These habits of mind — desperation, utopianism, purifying zeal and ideological simplicity — have their uses in history. But they can’t be called conservative.
This is one theme of a careful, instructive essay by Philip Wallach and Justus Myers in National Affairs that ought to be required beach reading for conservatives. The authors describe the conservative temperament — humility, an appreciation for what is worthy in our society, a preference for incremental reform, a distrust of abstraction — and contrast them to the “misguided radicals of the left and right.”

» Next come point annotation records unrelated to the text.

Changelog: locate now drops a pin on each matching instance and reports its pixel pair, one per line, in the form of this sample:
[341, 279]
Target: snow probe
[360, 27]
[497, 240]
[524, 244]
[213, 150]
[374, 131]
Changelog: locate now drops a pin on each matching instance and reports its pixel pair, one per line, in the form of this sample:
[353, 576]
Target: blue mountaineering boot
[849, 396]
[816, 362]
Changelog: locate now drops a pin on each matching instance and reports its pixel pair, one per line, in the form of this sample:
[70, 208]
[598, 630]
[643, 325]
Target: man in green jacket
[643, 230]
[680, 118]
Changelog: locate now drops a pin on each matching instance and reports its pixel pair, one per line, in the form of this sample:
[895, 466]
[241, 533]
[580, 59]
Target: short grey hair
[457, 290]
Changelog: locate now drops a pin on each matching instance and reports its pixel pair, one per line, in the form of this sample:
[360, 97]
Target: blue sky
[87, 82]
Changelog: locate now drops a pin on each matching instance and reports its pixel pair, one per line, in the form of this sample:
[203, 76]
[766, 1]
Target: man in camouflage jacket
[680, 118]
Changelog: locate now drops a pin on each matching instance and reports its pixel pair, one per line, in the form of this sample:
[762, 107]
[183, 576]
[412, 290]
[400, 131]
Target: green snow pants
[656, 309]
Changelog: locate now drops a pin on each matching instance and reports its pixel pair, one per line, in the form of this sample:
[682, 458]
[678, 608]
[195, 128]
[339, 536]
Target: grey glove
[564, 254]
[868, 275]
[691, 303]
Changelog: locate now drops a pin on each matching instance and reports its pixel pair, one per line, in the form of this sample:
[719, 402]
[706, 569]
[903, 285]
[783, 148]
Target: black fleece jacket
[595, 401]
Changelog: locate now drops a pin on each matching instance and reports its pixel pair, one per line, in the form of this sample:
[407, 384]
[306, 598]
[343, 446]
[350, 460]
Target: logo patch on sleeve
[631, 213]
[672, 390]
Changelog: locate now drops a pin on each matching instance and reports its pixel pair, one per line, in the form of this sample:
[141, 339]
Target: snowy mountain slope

Progressives, in their view, have created complex and ungovernable public systems by “doubling down on centralization and technocracy.” But “some on the right seek to break with the past in a very different manner, repudiating 80 years of institutional development and reinventing America as a nation that rejects the substantive role for regulation or a social safety net. Though they are often labeled as ‘conservatives,’ their ambitions, and especially their rhetoric, emphasize the need for a sharp break with many features of our current governing institutions.” The alternative is a practical conservatism, which displays a “deep interest and knowledge of our starting place and the plausible means of making improvements.”
Because Obama’s progressivism is exhausted and increasingly discredited, Americans will give the GOP another look.
They will be either impressed or frightened by what they see. A party that is genuinely excited about conservative anti-poverty proposals, the child tax credit and other reforms rather than impeachment and the abolition of modern government might even be judged worthy of the presidency again.
The most urgent requirement for conservative success is the recovery of a conservative temperament.